You are a mother, how do you combine playing an elite sport with family life?
It’s not that complicated. The hardest part is the traveling, being away from home. Sometimes I even want to put my picture on the fridge at home because they say: “You spend a month and a half with the selection and we don’t see you.” The children are growing and you realise that you spend a lot of time away from home, but it can be perfectly combined. For example, team trainings are in the afternoon and in the morning I have a physical trainer for myself, and I try to combine maternity and elite sport as much as I can. If your home base is solid, it is fully compatible.
“It wouldn’t be fair, neither as a professional nor as an athlete, to keep dragging myself to the national team, just to achieve a certain number of caps”

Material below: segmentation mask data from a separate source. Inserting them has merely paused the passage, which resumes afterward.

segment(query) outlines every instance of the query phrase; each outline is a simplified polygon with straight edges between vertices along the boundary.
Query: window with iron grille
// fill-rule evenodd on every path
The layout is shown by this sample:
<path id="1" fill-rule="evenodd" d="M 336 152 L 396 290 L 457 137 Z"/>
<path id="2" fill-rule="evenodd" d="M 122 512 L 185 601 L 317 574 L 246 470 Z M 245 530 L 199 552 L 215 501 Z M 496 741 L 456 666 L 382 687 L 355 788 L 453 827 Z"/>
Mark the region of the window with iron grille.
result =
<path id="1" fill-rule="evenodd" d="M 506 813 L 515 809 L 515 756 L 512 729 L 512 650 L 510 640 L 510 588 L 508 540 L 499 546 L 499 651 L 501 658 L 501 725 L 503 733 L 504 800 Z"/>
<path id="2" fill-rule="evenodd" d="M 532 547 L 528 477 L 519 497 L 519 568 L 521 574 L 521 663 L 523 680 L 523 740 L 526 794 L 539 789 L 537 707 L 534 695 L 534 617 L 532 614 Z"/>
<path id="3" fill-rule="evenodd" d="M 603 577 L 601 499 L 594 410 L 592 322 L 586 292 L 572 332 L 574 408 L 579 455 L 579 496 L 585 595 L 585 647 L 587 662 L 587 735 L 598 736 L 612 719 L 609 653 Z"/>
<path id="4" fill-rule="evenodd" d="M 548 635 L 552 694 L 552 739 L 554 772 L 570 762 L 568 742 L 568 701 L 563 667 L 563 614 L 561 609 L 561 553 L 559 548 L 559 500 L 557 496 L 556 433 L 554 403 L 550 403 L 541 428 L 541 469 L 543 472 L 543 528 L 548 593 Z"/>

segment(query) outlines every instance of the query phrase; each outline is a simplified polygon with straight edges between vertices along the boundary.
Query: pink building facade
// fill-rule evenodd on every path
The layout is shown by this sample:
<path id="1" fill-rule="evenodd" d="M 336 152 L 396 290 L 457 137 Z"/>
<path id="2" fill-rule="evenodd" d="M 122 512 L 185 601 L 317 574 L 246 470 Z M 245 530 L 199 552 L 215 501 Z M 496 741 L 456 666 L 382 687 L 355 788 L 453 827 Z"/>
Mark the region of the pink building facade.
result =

The World Cup in Japan is approaching. What are your expectations?
We’re moving step by step. Carlos Viver (the Spanish Women’s Handball Team manager) is always telling us to. It was very important to get qualified against Iceland, which wasn’t easy at all. Now it’s time to think about how to give it our very best. We have to keep in mind that the World Cup can earn us a spot for Tokyo, or at least get us into the qualification rounds, and we know that we’ll have to play like our lives depend on it.
As a veteran and captain, are the sensations before a great championship with the selection different from your first time?
On a sporting level, the essence is the same, but it is true that media-wise, things have advanced a lot. Everything is being done at a much bigger scale, and better: the players, the level of play, the organisations and the settings. It’s all much more special now, in that sense. A World Cup like it’s done now would be unimaginable a few years ago. Personally, I’m still as nervous as on the first day I played with the national team. You still feel the nerves, whether you play or not, whether you’re in the field or on the bench. You go out to compete and the feeling is the same as the first time.
Although you have almost 200 caps, Marta Mangué’s 301 still seem out of reach. Is entering the top-5 of players with most caps one of your goals?
Marta Mangué is one of a kind and has achieved everything. What am I going to tell you about Marta! She is the most renowned player in the national team. I don’t think about reaching any number of caps, but about being well. If Carlos Viver wants to count on me, I will be there, as long as my body allows me to and I feel like playing, and I will go as far as I can. I’d rather focus on the day to day and on being on top form. I don’t want to keep dragging myself to the national team, just to achieve a certain number of caps. It wouldn’t be fair, neither as a professional nor as an athlete.
The 2021 World Cup will be held in Spain, and it promises to be something very special. Could it be Silvia Navarro’s final performance with the national team?
I don’t know. I don’t know if I will get there, nor if they’ll call me. What I do know is that the World Cup in Spain is going to be very special for the players who are going, and they should enjoy it. It’ll be a great opportunity for people here to see it.
With such an extensive career, what’s the best thing that handball has given you?
I have very good memories throughout my career. My debut, winning my first league, the world bronze with the national team, runners-up in Europe, the Olympic bronze medal in London, the two titles with my team this year. I feel very lucky, regardless of the titles: playing handball is the reward, it’s been my life and it always will be.